The mean Quan-Charlson comor-bidity index for patients in the first, second, third, and fourth quartiles of healthcare
costs were 0.3, 0.5, 0.5, and 0.8, respectively. Greater than 90 %of patients in each quartile were non-cirrhotic. The corresponding proportion of patients with cirrhosis at baseline was 0.9%, 1.6%, 1.5%, and 2.5 %and end stage liver disease (ESLD) at baseline was 0.9%, 1.6%, 2.8 selleck inhibitor %and 6.3%, respectively. Compared to the lowest costs quartile group, the highest quartile group had a higher proportion of patients with diabetes (17.2 %vs. 6.1%), psychiatric disease (11.8 %vs. 5.3%), depression (11.9 %vs. 2.8%), substance abuse (6.9 %vs. 3.0%), ≥2 CHC-related conditions (16.4 %vs. 3.2%), and ≥2 non-CHC conditions (4.9 %vs. 1.6%). The strongest predictors of being in the highest cost quartile were ESLD (odds ratio relative to first quartile [OR; 95%CI]; 3.00 [1.45-6.21]), having two or more non-CHC conditions find more (OR: 1.92 [1.25-2.96]), and medical visits to a gastroenterologist (OR: 1.32 [1.05-1.66]). Conclusions: This real-world study suggests that CHC patients with the highest healthcare resource utilization and costs had a high level
of comorbidity at baseline, and that non-CHC conditions are strong predictors of high healthcare costs. Since the majority of patients across quartiles of HRU were non-cirrhotic, liver disease severity alone does not fully predict high HRU consumption, although when present it is a predictor of high HRU. Disclosures: Joyce LaMori – Employment: Janssen Scientific Affairs, LLC; Stock Shareholder: Johnson & Johnson Neeta Tandon – Employment: Johnson & Johnson Co Francois Laliberte – Grant/Research Support: Janssen Scientific Affairs 上海皓元医药股份有限公司 Guillaume
Germain – Grant/Research Support: Janssen Scientific Affairs, LLC D. Pilon – Employment: Analysis Group Patrick Lefebvre – Grant/Research Support: Janssen Scientific Affairs Avinash Prabhakar – Employment: Janssen Scientific Affairs, LLC Background: More than 200,000 individuals are estimated to have chronic HCV infection in Poland; however, only 15 %have been diagnosed. A modeling approach was used to examine HCV-related disease progression and evaluate the strategies required to control disease burden or eliminate HCV disease.

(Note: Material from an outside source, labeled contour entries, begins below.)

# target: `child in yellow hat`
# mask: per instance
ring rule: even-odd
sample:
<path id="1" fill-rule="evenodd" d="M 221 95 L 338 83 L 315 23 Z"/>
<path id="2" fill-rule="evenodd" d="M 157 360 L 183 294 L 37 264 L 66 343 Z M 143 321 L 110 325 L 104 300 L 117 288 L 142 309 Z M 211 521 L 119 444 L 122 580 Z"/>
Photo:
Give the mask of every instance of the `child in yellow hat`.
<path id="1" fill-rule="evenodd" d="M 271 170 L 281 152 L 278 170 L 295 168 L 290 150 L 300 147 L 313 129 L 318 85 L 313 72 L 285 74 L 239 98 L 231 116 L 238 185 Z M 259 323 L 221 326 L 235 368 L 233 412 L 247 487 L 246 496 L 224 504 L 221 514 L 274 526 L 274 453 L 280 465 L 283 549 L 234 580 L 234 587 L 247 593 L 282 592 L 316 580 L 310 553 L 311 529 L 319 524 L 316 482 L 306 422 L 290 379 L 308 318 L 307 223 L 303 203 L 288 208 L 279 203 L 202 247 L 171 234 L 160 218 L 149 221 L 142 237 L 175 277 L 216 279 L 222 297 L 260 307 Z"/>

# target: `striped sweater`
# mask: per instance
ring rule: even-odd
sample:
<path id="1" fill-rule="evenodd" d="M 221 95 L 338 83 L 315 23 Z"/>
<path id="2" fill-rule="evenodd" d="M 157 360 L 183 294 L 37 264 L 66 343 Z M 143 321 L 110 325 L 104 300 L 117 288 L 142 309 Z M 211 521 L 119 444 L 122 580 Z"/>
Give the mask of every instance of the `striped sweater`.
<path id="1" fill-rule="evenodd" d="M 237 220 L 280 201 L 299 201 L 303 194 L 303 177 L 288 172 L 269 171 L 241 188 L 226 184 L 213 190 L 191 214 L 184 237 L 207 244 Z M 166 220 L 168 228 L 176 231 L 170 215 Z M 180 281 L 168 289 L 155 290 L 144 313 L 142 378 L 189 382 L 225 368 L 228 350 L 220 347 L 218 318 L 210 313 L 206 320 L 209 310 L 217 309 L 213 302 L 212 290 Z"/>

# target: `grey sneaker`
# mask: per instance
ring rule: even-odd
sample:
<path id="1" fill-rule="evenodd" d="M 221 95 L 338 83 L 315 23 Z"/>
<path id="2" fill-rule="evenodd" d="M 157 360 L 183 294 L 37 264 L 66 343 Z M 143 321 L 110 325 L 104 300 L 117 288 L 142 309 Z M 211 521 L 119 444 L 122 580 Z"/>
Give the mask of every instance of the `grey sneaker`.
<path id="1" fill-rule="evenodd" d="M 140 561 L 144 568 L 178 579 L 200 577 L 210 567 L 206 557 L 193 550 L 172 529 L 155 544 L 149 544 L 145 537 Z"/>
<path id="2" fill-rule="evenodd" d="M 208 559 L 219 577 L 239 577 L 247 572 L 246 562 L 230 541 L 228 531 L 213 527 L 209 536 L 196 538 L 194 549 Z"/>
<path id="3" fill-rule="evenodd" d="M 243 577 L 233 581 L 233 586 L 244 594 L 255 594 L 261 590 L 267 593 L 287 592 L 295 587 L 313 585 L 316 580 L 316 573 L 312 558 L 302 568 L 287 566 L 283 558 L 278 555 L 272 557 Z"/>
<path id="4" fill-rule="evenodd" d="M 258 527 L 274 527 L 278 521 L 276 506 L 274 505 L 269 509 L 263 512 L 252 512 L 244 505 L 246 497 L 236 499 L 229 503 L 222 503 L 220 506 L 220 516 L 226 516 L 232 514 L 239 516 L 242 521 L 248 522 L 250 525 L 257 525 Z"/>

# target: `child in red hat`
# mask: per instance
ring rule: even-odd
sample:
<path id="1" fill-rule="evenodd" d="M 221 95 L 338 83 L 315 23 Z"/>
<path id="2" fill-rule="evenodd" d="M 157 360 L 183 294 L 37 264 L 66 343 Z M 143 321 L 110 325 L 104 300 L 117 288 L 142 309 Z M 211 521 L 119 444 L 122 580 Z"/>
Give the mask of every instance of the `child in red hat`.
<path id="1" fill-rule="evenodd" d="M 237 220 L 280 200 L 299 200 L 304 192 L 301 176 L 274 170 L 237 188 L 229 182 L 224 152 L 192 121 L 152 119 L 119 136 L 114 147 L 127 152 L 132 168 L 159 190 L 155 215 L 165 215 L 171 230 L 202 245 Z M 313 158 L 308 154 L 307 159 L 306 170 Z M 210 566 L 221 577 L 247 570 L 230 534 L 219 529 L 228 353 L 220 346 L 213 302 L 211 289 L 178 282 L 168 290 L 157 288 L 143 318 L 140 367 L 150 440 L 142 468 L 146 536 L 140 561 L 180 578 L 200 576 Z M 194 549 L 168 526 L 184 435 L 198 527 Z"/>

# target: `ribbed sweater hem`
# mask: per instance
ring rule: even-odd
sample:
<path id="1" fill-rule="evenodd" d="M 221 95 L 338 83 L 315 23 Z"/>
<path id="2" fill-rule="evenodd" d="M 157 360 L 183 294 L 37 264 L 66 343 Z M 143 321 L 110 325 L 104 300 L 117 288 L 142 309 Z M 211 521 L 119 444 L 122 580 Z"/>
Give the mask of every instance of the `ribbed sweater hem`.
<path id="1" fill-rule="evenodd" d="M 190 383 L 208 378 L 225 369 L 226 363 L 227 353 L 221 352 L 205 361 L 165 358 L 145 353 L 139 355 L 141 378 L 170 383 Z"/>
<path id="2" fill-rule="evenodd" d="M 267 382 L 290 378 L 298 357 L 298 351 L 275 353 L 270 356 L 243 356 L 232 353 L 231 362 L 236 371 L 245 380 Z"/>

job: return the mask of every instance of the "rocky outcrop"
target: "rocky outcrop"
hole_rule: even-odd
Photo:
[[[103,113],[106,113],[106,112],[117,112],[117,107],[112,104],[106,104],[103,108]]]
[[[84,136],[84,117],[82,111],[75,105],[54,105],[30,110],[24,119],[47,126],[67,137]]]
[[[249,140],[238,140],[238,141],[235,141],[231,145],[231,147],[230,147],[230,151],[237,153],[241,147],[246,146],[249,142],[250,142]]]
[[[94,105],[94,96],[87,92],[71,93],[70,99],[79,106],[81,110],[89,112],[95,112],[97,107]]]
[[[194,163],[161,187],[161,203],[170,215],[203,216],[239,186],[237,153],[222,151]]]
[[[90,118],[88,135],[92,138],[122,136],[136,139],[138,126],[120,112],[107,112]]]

Methods: The infected population and associated disease progression were modeled using 36 age- and gender-defined cohorts to track HCV incidence, prevalence, hepatic complications and mortality. Baseline assumptions and transition probabilities were extracted from the literature. The impacts of two scenarios on HCV-related disease burden were considered through increases in SVR, treatment and diagnosis (elimination only). Results: Under the baseline scenario, 201,000 individuals were chronically infected in Poland in 2013. In 2013, it is estimated that 76 %of the infected population was born between 1949 and 1988.